И в итоге что? Самозабвенно шумит притон вокруг, и сочувственно молчат друзья рядом...
...То мелкий дождик на заре, то звон капели. Я заблудилась в сентябре, а ты - в апреле. И между нами - не лета, меж нами - лето. Ночей туманных темнота и свет рассвета...
–
– поинтересовался Тарла восхищённым шёпотом.
Неужто вслух произнесла? да ёще в мгновенном переводе?
– Старинная песня, - отозвалась Суламифь уклончиво.
– И мне, сестра Вайрика, думалось тогда: то, что разделяет нас с Гандаром, печали не стоит, - вздохнула престарелая художница.
– Воистину, Мастер. Недалёк день, когда воссоединитесь вы в Чертогах Горних.
– В свои слова Суламифь вложила всю искренность и убеждённость конфедератки.
– Что ж, - медленно выговорила Томирела.
– В делах небесных вы не в пример многим сведущи, Вайрика. Нам грешным - прожить бы достойно жизнь земную, мимолётную.
– О насущном, впрямь, печёмся более, - подхватил Тарла.
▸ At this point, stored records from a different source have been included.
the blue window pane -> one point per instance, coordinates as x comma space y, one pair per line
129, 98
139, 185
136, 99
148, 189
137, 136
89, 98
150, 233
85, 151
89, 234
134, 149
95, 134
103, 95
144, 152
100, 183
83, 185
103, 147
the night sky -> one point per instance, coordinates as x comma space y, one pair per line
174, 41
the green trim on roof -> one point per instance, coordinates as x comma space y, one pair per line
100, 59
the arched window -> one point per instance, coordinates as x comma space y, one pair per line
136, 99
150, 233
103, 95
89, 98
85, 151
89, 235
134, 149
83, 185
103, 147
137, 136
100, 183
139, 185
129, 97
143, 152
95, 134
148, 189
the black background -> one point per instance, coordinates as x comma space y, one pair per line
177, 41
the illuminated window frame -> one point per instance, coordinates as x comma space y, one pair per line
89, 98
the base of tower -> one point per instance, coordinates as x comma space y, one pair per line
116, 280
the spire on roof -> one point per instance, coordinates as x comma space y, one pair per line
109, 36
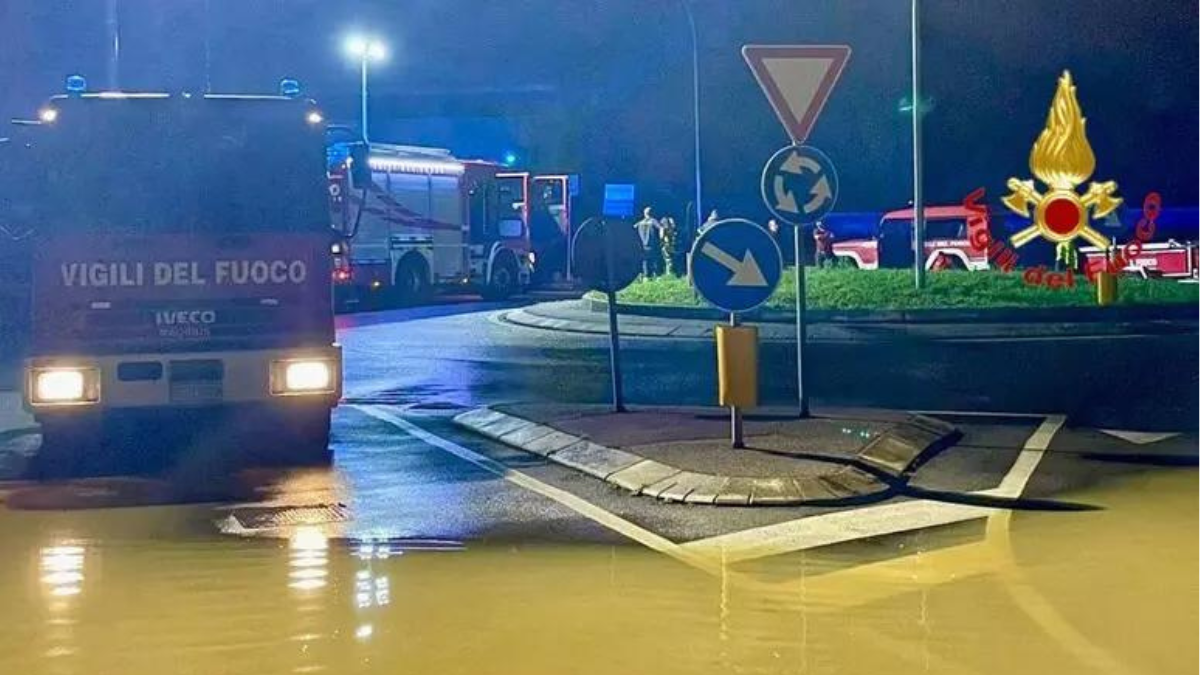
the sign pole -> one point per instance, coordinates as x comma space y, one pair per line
736, 431
802, 327
618, 398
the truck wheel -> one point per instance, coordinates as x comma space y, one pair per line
504, 280
412, 281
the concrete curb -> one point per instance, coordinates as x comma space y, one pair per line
889, 457
646, 321
951, 315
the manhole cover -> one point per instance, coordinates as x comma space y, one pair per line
269, 518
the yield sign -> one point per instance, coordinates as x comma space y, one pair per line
797, 81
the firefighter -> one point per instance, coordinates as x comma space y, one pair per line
823, 240
649, 231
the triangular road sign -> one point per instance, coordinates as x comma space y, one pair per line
797, 79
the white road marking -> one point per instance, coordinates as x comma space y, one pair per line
569, 500
876, 520
837, 527
979, 413
1027, 461
1139, 437
714, 553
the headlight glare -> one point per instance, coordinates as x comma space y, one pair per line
303, 376
64, 386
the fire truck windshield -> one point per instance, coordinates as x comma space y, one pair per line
183, 166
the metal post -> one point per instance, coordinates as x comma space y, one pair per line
618, 396
802, 327
736, 432
695, 102
364, 96
208, 49
918, 202
113, 40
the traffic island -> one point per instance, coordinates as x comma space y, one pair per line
684, 455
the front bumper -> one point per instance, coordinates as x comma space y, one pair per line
185, 380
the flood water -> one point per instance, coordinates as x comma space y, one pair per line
156, 590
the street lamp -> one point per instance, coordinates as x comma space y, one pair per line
695, 103
365, 49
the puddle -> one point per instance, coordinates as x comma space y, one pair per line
150, 590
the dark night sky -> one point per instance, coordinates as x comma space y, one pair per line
604, 87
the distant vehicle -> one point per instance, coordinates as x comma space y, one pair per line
947, 242
414, 220
1168, 260
181, 270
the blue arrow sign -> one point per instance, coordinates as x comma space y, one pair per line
736, 264
799, 184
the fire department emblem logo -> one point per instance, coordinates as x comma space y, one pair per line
1062, 159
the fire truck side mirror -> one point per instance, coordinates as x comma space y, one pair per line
360, 166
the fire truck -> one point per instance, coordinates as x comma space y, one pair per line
180, 273
1168, 260
947, 240
948, 245
414, 220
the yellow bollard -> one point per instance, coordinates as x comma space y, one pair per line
737, 365
1105, 288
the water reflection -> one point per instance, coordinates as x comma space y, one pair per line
1107, 591
63, 569
372, 587
61, 574
309, 560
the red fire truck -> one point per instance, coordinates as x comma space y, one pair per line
181, 272
1169, 260
414, 220
947, 240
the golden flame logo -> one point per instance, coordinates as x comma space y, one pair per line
1062, 159
1062, 156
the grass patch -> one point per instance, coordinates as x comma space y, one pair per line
893, 288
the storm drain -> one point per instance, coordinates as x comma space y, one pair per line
269, 518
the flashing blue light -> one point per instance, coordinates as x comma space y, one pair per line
77, 84
289, 87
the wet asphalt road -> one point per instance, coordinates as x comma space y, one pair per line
466, 356
425, 364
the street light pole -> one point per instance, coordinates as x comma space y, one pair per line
918, 198
695, 105
365, 49
364, 96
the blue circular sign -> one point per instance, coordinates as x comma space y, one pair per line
799, 184
736, 264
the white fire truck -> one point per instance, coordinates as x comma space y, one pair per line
414, 220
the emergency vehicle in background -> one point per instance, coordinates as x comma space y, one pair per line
1169, 260
947, 240
415, 220
948, 245
180, 274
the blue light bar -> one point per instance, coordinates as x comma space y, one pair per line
77, 84
289, 87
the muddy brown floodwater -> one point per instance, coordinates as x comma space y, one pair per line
151, 591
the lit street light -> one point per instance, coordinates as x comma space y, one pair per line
365, 49
695, 107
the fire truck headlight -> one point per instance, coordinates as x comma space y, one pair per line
64, 386
303, 376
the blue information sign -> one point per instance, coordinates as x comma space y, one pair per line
799, 184
618, 199
736, 264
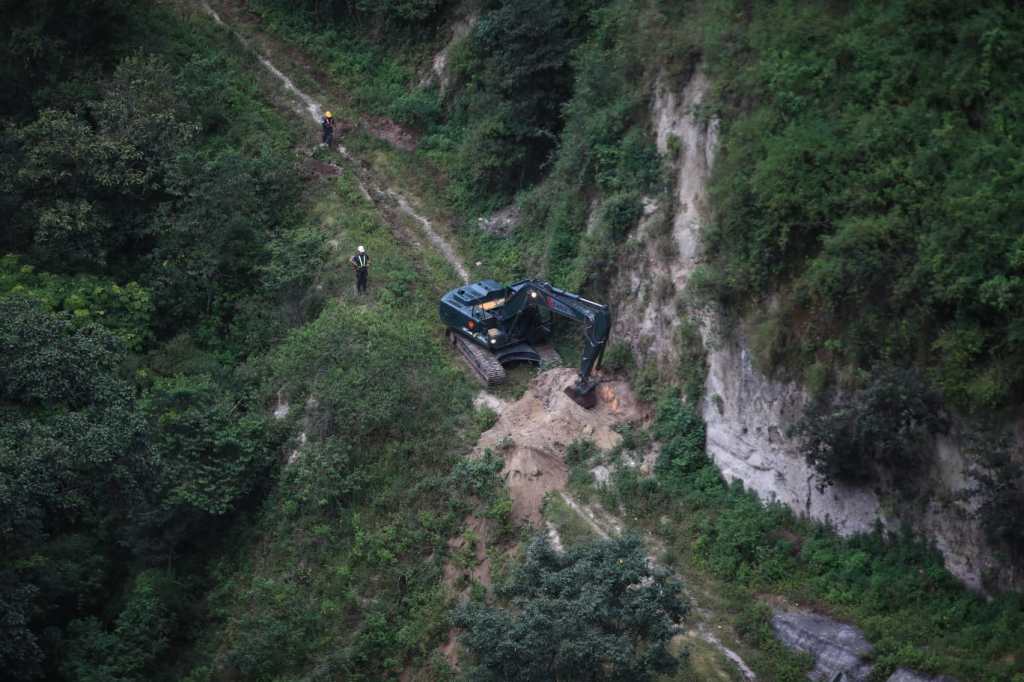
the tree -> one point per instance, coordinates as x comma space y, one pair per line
882, 429
597, 612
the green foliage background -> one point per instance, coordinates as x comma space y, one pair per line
166, 282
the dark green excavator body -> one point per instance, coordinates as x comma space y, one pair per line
497, 324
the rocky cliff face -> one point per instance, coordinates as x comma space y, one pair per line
749, 414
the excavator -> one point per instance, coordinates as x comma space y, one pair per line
493, 326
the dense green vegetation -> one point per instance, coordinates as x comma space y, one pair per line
146, 188
595, 612
216, 463
897, 590
871, 170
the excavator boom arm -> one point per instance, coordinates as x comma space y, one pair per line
595, 318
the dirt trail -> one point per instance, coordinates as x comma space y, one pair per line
531, 433
386, 198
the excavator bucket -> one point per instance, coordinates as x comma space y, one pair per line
586, 399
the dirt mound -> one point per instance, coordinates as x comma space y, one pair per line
532, 432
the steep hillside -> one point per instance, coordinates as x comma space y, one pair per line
219, 462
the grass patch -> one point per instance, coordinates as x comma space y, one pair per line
572, 529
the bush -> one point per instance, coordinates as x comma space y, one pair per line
597, 612
884, 428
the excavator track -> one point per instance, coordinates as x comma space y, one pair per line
483, 364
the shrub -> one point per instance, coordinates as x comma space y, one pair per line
882, 429
597, 612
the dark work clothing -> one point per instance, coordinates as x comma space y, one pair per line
360, 262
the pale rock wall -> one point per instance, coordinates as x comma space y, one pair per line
749, 414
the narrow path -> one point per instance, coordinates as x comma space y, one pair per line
605, 525
368, 185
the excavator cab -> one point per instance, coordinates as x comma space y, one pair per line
495, 326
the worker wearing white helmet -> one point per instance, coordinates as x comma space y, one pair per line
360, 263
328, 126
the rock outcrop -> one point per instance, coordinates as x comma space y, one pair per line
837, 647
748, 413
841, 652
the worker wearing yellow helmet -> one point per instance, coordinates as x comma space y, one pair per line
328, 125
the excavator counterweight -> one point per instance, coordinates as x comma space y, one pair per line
494, 325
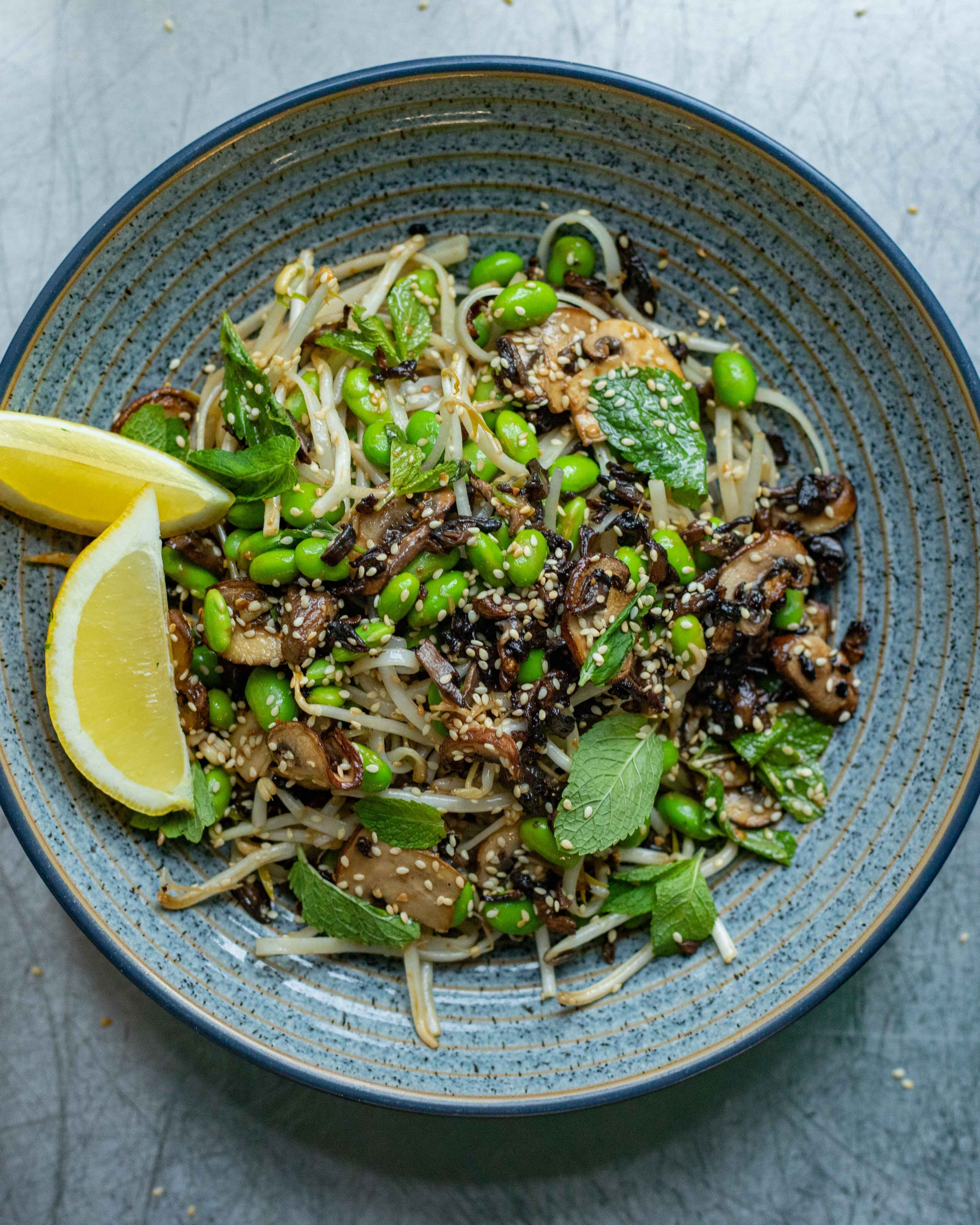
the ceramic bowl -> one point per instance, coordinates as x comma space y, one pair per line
829, 310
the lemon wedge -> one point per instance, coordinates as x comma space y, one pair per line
80, 479
111, 686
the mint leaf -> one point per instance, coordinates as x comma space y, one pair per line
337, 914
261, 471
637, 412
614, 776
410, 318
780, 846
402, 822
683, 905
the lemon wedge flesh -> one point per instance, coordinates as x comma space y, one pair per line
80, 479
111, 686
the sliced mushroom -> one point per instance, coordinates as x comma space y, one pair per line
819, 673
413, 882
305, 620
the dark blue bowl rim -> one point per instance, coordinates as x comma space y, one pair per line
196, 1019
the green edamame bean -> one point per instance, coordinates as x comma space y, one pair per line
465, 905
487, 559
633, 560
678, 554
685, 815
221, 710
270, 697
309, 561
496, 269
364, 399
533, 668
523, 305
516, 436
571, 517
296, 402
537, 836
233, 543
206, 667
220, 787
423, 429
571, 254
526, 556
275, 569
792, 612
376, 771
193, 579
686, 632
580, 472
734, 380
478, 462
376, 445
428, 565
219, 626
375, 634
398, 596
247, 515
516, 918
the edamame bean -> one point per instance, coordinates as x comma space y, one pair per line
398, 596
487, 559
376, 771
496, 269
465, 905
423, 429
685, 634
428, 565
247, 515
633, 561
364, 399
685, 815
275, 569
571, 254
193, 579
734, 380
537, 836
309, 561
220, 788
571, 517
533, 668
526, 556
516, 918
219, 626
296, 402
678, 554
221, 710
523, 305
516, 436
580, 471
792, 612
482, 467
269, 696
206, 667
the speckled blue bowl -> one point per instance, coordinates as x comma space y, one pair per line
830, 312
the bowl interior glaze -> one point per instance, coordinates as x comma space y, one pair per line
829, 312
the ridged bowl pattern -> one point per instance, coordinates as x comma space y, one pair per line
827, 310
– В храм же нечасто заглядываем, молимся от случая к случаю, пожертвования платим и того реже. Мы таковы, таков и Гандар был, покойник. Куда уж нам - в Чертоги Горние.
– Храм - здесь.
– Суламифь коснулась лба и груди.
– Только достойная жизнь земная - ключ к Чертогам Горним. Честно служил людям - вот и молитва; солгал, предал - вот и богохульство. Золотом Небеса не подкупишь. А храмы возведённые - сие есть молитва вдохновенных зодчих. И долгие века будут они дарить красоту людям.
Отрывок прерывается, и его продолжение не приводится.